Magnetic tape provides a reliable, cost-efficient, and easy to use means for information storage and retrieval. Ongoing efforts to increase the usefulness and cost-effectiveness of magnetic tape include increasing the ability to store more information for a given width and length of tape. This is generally accomplished by including more data tracks on a given width of tape. Increasing the number of data tracks requires those tracks to be more densely packed onto the tape. As the data tracks are more closely spaced, errors may be more easily introduced into the reading or writing of data. Therefore, an increase in the precision of positioning the tape with respect to the head becomes more critical. The positioning of the tape on the tape head may be affected by variations in the tape or the tape head, and in variations in tape positioning caused by air flow, temperature, humidity, tape shrinkage, and other factors, especially at the outside edges of the tape.

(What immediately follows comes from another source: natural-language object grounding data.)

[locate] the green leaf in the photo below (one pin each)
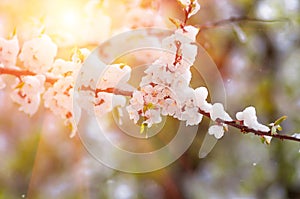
(281, 119)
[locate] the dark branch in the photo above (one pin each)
(245, 129)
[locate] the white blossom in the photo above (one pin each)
(218, 112)
(9, 50)
(153, 117)
(61, 67)
(248, 116)
(267, 139)
(195, 8)
(59, 99)
(105, 102)
(140, 17)
(296, 135)
(38, 54)
(2, 83)
(192, 116)
(27, 93)
(115, 75)
(216, 130)
(133, 114)
(201, 95)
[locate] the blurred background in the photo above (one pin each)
(259, 63)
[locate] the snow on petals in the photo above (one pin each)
(38, 54)
(201, 94)
(218, 112)
(248, 116)
(27, 93)
(195, 6)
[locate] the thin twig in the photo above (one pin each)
(244, 129)
(20, 73)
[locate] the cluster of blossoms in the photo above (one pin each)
(163, 91)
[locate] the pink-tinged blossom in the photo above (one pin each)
(191, 115)
(9, 50)
(152, 117)
(59, 99)
(218, 112)
(105, 102)
(169, 107)
(38, 54)
(248, 116)
(2, 83)
(114, 76)
(140, 17)
(28, 93)
(201, 95)
(195, 6)
(133, 114)
(61, 67)
(216, 130)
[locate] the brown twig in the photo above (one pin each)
(244, 129)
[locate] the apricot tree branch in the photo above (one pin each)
(216, 24)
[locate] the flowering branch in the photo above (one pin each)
(244, 129)
(216, 24)
(236, 123)
(19, 73)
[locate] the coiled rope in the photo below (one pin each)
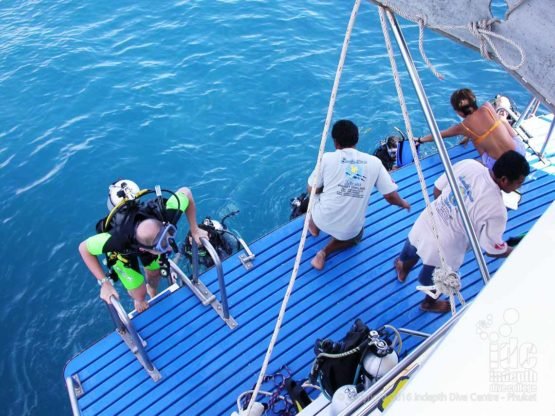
(481, 30)
(295, 271)
(446, 281)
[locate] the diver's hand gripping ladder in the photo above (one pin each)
(199, 289)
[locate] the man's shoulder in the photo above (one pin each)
(470, 164)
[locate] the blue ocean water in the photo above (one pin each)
(226, 97)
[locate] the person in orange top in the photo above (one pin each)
(491, 134)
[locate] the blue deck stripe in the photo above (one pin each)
(205, 366)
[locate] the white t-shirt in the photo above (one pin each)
(486, 210)
(348, 177)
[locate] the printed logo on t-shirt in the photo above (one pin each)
(354, 183)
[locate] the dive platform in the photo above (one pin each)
(204, 364)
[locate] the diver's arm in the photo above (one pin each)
(455, 130)
(107, 289)
(395, 199)
(191, 213)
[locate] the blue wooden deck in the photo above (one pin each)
(205, 365)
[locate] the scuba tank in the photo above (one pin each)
(224, 241)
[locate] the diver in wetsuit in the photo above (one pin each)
(136, 230)
(387, 152)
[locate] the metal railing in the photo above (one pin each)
(197, 286)
(442, 150)
(131, 337)
(219, 270)
(72, 396)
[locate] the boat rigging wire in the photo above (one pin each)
(448, 282)
(481, 30)
(300, 250)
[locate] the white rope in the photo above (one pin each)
(311, 203)
(481, 30)
(444, 268)
(513, 8)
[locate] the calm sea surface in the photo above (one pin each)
(226, 97)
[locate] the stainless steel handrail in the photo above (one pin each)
(122, 322)
(219, 269)
(364, 403)
(525, 113)
(548, 137)
(72, 397)
(442, 150)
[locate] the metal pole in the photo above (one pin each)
(361, 404)
(115, 318)
(217, 262)
(413, 332)
(133, 333)
(549, 133)
(439, 143)
(525, 113)
(72, 397)
(194, 253)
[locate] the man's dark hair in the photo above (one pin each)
(345, 133)
(512, 165)
(464, 100)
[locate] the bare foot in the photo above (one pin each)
(401, 273)
(151, 291)
(319, 260)
(141, 305)
(314, 231)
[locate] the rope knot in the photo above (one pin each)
(446, 281)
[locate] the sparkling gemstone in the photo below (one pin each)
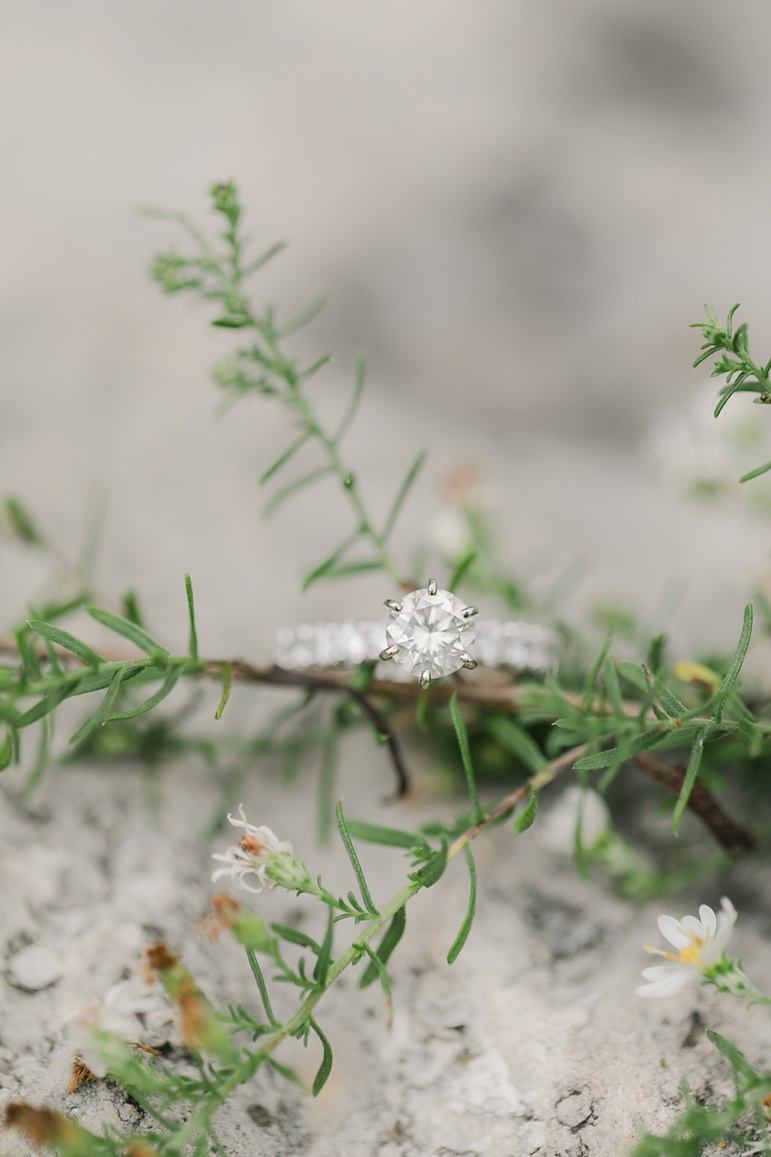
(431, 633)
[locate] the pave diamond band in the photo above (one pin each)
(516, 646)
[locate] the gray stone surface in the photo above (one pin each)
(518, 208)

Servo tracks are employed to provide increased accuracy in the placement of data tracks on tape. The one or more servo tracks provide a reference point to maintain correct positioning of the tape head with respect to the tape. Each servo track may have various patterns or frequency regions to allow precise positioning between the tape head and the tape. Servo tracks are generally placed on the tape during tape manufacture and are used by a tape deck to align the read and write heads with the tape. Each servo track may comprise a sequence of one or more servo frames.
Because the servo tracks control precise read and write head positioning, the size and location of servo track fields have a strict tolerance. Also, because the servo pattern will be written in a manufacturing environment, the servo writer head must be capable of writing the patterns in one pass of the tape at high tape speed. Various portions of the servo track pattern are written by different modules in a servo write head. Inaccuracies in pattern size and location may result from variations in tape velocity as the tape passes over the servo write head, in improper gap-to-gap parallelism and azimuth in module location, because the tape is skewed over the servo writer head, or the like. What is needed is to determine the precise position of the tape at each module with respect to the reference module.